Why Team USA Should Worry About the Belgians
The Yanks don’t have to beat the Germans to advance, but they’ll likely have to defeat Europe’s smallest superpower.
Portugal beat Team USA 2-2 on Sunday, setting the stage for an Oedipal conflict between Jurgen Klinsmann, his dual nationals, and Germany’s powerhouse attack. Though both teams could weather a loss (a losing US Squad could withstand a close Portuguese loss or a less-close win) the Paris Peace Treaty grudge match will see the two sides competing over familiar, contested ground: Belgium. The winner of the “Group of Death” will likely play either Algeria or Russia in the first knockout stage while the second place finisher takes on the Battlefield of Europe’s “Golden Generation.”
Belgium isn’t a name that inspires terror, but ask the players in the Premier League about these names: Lukaku, Fellaini, and Hazard. The Belgian midfield and offense is stacked with young talent with massive upside and quick feet. That’s a very real concern for Team USA, which is prone to error. The Belgians would be faster than the Portuguese to capitalize on mistakes. Romalu Lukaku is a hulking finisher and his Chelsea teammate Eden Hazard is among the most dynamic players in the tournament. He’s happy dishing or going to goal.
Should the US squad fail to fell Germany, Michael Bradley and Kyle Beckerman will be doing some Richard Sherman-style homework on Marouane “Screech” Fellaini, the human pompom who controls pace for the Red Devils while playing offense-minded defense. It was Bradley who lost possession just prior to the last-second Portuguese equalizer. He’ll have to be stronger on the ball against the Tangier-born, 6’4” dual national. Beckerman, for his part, will have to contain and adjust to not having the worst haircut on the field.
Team USA could beat Belgium, but Klinsmann doesn’t want it to come to that. When the American boys fall behind, they fight their way back in by relying on athleticism and strength. The Belgian squad is just as athletic and probably faster. They are also hyped to the point that anything short of domination would represent failure.

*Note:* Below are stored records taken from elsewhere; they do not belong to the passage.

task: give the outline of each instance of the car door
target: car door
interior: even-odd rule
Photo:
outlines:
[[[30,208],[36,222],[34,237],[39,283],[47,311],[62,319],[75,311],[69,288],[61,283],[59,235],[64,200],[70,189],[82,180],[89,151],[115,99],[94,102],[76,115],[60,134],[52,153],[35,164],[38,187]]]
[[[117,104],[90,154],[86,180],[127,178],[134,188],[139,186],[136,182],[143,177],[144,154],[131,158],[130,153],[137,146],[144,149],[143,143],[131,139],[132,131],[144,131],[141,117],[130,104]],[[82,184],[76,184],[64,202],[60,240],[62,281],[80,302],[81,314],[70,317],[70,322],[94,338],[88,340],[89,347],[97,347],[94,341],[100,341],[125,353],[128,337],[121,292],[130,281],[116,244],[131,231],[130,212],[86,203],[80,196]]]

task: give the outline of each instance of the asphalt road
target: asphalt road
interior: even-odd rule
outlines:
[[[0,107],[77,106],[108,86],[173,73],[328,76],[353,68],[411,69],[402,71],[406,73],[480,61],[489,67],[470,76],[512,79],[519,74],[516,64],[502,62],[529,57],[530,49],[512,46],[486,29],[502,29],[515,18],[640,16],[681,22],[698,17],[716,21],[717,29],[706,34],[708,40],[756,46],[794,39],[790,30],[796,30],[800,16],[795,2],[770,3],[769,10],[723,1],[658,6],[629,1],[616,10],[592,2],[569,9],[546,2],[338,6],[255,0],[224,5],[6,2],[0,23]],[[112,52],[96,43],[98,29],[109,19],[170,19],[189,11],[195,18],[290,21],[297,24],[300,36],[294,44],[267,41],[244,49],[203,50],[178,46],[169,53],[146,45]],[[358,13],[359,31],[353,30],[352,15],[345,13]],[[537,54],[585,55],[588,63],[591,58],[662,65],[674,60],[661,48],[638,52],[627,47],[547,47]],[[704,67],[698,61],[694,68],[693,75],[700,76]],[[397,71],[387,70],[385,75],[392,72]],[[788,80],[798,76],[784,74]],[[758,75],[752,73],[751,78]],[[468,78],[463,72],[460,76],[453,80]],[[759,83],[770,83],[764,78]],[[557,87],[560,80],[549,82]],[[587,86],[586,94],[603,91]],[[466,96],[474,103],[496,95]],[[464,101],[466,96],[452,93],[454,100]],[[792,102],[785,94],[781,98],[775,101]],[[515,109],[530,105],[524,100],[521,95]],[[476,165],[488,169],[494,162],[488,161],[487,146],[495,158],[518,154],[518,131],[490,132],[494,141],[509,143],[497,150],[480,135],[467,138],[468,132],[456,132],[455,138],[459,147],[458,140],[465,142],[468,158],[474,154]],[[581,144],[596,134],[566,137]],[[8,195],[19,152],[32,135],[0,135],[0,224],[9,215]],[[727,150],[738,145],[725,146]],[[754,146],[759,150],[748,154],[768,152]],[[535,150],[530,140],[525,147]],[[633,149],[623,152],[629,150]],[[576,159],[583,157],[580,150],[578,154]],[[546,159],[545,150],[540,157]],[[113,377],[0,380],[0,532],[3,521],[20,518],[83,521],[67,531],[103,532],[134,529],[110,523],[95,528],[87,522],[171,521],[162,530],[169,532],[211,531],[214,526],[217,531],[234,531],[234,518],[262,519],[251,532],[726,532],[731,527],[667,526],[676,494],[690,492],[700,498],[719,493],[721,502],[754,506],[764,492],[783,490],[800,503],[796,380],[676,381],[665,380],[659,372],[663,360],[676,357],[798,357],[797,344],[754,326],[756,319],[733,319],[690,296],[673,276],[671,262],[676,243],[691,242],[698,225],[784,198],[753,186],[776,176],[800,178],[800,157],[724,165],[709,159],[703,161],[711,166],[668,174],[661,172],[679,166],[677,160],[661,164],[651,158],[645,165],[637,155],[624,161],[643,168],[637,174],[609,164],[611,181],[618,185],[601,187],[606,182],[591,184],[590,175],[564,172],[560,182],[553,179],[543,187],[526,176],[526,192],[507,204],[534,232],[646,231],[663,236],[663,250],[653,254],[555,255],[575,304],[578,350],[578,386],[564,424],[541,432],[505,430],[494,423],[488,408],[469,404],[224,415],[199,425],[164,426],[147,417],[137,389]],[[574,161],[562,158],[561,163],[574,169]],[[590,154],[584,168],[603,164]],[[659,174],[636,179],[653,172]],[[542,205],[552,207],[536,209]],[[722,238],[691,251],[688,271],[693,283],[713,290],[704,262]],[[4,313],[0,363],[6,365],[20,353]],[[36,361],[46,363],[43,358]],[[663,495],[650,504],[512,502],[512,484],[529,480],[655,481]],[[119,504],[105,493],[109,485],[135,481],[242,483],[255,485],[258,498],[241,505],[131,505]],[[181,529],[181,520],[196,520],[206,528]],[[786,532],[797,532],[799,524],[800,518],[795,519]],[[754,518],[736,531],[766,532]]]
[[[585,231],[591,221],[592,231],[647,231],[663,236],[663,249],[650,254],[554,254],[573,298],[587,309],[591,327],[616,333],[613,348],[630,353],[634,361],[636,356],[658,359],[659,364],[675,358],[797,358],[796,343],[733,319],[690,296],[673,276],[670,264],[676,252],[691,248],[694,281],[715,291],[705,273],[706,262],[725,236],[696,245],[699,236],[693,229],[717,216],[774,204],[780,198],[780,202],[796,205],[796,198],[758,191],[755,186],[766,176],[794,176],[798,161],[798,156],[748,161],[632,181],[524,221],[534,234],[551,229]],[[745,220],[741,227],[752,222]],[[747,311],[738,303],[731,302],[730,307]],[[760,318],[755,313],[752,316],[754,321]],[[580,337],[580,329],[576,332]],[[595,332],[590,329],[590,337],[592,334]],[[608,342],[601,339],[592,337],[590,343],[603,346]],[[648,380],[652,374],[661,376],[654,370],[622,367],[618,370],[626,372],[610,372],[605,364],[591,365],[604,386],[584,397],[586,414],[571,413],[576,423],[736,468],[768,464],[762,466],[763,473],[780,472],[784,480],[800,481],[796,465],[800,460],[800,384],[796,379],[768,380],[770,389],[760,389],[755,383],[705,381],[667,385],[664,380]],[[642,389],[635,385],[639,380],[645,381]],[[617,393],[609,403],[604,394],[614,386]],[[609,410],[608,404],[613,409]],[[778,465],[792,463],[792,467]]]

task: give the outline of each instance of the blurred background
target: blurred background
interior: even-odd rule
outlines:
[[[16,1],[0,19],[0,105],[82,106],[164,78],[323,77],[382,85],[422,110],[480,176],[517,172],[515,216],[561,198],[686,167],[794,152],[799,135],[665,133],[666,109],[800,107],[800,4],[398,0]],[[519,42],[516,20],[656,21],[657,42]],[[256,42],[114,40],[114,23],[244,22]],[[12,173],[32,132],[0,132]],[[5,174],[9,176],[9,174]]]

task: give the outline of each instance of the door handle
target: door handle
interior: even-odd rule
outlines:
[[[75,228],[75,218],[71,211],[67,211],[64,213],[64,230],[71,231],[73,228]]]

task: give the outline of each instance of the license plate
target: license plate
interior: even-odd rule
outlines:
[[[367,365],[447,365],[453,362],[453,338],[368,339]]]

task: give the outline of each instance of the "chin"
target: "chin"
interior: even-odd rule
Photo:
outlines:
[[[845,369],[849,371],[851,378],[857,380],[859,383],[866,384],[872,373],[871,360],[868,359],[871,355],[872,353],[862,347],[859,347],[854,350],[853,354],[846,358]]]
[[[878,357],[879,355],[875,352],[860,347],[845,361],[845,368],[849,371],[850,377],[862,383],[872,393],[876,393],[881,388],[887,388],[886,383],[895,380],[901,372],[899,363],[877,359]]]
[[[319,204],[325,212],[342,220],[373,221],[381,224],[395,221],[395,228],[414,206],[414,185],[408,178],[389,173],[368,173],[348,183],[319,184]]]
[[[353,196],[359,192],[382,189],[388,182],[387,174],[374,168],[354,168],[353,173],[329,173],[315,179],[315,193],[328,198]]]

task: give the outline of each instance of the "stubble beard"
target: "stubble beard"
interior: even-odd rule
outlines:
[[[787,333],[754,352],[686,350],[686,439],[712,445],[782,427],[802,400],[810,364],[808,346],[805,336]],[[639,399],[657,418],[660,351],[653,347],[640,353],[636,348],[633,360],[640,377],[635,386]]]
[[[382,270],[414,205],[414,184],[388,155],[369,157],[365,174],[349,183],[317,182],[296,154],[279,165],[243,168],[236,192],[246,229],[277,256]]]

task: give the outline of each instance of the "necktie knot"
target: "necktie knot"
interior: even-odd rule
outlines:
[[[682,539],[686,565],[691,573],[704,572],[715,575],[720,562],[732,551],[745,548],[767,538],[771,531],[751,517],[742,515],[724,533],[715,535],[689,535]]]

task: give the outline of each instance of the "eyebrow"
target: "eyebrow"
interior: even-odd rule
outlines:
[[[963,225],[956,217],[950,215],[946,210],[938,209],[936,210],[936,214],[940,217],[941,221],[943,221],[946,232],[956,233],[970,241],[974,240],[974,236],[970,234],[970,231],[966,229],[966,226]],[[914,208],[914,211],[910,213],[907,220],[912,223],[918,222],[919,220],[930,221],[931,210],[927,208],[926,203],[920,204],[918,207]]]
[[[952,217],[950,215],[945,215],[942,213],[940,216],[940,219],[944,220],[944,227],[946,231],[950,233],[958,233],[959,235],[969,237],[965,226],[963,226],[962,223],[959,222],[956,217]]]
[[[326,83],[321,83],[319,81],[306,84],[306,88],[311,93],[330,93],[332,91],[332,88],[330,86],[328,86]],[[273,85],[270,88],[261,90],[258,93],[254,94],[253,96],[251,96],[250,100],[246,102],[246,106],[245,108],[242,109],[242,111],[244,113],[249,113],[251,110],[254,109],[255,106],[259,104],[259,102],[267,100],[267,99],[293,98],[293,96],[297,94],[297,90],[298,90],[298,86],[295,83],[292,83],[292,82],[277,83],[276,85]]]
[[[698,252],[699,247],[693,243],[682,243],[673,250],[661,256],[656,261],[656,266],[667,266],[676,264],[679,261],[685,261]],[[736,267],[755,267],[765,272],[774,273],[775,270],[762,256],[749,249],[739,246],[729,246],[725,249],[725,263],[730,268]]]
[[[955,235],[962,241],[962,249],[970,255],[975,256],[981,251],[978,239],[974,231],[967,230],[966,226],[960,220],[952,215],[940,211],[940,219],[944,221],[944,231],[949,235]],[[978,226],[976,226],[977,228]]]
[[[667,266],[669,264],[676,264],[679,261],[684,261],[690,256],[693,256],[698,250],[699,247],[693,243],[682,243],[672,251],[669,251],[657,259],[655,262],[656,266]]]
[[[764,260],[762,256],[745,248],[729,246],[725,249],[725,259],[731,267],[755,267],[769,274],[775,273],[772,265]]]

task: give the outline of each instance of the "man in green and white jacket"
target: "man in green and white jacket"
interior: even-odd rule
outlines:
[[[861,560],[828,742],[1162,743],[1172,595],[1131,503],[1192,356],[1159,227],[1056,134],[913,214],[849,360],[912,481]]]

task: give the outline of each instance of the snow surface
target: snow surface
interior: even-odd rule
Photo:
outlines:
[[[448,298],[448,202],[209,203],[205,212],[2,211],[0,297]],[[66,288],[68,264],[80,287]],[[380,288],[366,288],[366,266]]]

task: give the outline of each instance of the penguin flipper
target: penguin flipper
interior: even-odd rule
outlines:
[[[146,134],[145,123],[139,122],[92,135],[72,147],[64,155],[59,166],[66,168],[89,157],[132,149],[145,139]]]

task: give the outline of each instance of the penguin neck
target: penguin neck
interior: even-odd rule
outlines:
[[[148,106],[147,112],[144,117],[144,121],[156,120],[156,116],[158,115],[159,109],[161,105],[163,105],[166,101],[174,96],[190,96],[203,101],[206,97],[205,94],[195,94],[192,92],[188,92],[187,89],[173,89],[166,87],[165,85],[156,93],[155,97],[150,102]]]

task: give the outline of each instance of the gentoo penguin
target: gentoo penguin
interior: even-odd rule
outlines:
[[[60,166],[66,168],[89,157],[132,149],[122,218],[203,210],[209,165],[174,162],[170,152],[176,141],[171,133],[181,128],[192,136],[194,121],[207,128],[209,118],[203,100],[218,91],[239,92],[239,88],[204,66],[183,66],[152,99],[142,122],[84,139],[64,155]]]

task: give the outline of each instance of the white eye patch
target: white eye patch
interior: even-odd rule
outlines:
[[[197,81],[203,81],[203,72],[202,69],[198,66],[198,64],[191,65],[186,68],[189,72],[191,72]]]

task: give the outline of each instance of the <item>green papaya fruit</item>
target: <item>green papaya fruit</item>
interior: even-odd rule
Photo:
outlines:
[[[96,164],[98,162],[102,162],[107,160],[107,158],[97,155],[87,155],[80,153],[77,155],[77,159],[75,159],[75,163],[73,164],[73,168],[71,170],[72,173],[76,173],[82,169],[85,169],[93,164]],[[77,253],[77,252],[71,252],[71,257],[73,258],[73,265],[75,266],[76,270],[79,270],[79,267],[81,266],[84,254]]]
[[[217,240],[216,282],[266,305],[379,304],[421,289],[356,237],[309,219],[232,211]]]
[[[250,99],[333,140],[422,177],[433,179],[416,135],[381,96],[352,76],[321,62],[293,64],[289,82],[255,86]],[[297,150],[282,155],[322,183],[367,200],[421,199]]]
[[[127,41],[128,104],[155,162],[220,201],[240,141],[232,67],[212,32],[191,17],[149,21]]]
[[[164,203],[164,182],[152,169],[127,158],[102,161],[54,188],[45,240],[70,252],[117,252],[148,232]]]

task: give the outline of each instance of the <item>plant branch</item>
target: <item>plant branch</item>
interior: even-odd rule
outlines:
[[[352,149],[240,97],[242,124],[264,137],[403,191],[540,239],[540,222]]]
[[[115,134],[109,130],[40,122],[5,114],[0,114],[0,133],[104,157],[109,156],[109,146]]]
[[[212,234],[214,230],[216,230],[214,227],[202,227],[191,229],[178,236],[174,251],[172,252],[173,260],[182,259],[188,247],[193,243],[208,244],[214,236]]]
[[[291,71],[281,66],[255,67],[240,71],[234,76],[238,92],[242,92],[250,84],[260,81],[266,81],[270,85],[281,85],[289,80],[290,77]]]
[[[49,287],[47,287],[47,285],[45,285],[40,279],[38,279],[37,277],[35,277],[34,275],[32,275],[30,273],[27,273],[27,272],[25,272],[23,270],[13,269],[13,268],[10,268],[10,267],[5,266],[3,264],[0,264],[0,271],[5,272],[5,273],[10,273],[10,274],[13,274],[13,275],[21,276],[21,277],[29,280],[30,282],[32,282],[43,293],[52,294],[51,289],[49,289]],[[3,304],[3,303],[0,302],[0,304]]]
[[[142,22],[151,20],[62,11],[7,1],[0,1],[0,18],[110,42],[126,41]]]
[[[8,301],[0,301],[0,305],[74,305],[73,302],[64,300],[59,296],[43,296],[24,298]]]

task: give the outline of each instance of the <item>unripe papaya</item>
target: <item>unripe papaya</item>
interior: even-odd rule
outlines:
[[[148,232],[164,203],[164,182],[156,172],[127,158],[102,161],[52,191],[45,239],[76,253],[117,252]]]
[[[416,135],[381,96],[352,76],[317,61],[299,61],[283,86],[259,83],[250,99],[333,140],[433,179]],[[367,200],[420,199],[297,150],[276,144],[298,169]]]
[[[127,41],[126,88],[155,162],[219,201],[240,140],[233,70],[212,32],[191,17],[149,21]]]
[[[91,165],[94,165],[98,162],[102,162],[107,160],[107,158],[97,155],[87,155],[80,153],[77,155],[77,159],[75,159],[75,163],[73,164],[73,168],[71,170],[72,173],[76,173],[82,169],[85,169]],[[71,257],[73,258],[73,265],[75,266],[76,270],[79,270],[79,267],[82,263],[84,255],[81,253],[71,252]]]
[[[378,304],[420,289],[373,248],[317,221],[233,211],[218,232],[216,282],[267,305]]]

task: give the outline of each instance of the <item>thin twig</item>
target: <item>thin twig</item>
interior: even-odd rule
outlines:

They are desperate in the way only dark horses turned favorites can be.
Germany looms, but America’s new fans would do well to remember that the Group isn’t the tournament. If the squad’s fluky loss to Portugal proved anything, it’s that the Yanks can compete. The likeliest scenario is that we will be facing Belgium on July 1 in Salvador. The German game is important, but it’s also a test run. If we figure out how to stop Thomas Muller, we might – just might – have a plan for dealing with Eden Hazard.